Two Bhutanese pastors charged with improper fundraising have been released from prison after serving reduced sentences and paying fines.
Tandin Wangyal was released in January 2015 after paying a fine equivalent to about US $1,500. He had been sentenced to nearly four years in prison.
Mon Thapa was released in September 2014 after paying a fine equivalent to US $1,630. He had originally been sentenced to 28 months.
The men were arrested In March 2014 while they were carrying a sick child to a clinic in a village. They had arrived the previous day after an invitation to hold a three-day seminar for 30 Christians who came from neighboring towns.
They were detained under the charges of conducting a gathering for religious purpose without prior approval; showing a film without certificate of approval from media authorities; for attempting to forcibly convert those at the seminar to Christianity; and for collecting “illegal funds.”
Additional charges against Wangyal were filed when prosecutors presented an computer hard drive that they claimed contained data indicating Wangyal had received funds from the public without official permission.
Bhutan’s Home Minister Damcho Dorji told the Business Bhutan newspaper that religion played no part in the pastors’ arrest.
“They had not obtained permission from local authorities,” Dorji was quoted as saying. “This is a crime under the penal code… If you have violated this, it does not matter whether you are Buddhist, Hindu or Christian.”
Police said they found, after questioning the 30 Christians who took part in the three-day meeting, no evidence that the pastors had tried to force believers to convert to Christianity.
The pastors were convicted of the remaining charges and sentenced in September 2014.
Bhutan, a Buddhist-majority nation of 733,000 people, transitioned to a constitutional democratic monarchy in 2008, after a century of absolute monarchy.

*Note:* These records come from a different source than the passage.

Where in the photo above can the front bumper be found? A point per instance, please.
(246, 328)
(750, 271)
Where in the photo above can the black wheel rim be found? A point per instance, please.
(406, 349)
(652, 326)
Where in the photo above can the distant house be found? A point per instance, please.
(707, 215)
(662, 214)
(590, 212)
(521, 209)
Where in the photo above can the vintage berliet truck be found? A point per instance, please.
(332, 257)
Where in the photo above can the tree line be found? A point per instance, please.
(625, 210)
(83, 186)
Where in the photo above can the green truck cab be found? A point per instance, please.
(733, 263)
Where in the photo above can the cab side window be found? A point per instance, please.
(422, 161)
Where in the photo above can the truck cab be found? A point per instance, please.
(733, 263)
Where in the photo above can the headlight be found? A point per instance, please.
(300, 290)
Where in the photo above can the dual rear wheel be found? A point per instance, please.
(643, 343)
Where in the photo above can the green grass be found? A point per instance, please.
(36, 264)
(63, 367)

Bhutan’s constitution guarantees “freedom of thought, conscience and religion,” and adds “no person shall be compelled to belong to another faith by means of coercion or inducement.”
Bhutan’s governing body that regulates religious organizations does not recognize Christianity as an official religion, alongside Buddhism and Hinduism. The Religious Organizations Act of Bhutan says registration of religious organizations protects the country’s Buddhist heritage.
According to the CIA World Factbook, the country’s population is roughly 75 per cent Buddhist, 22 per cent Hindu. The remainder includes thousands of Christians.
Bhutan is No. 31 in Open Doors’ World Watch List, an annual ranking of countries where life as a Christianity is most difficult. They endure threats and pressures from village heads and clerics to return to Buddhism. They can pray and worship privately in their homes, but they struggle to meet in congregations and to obtain official permission to do so.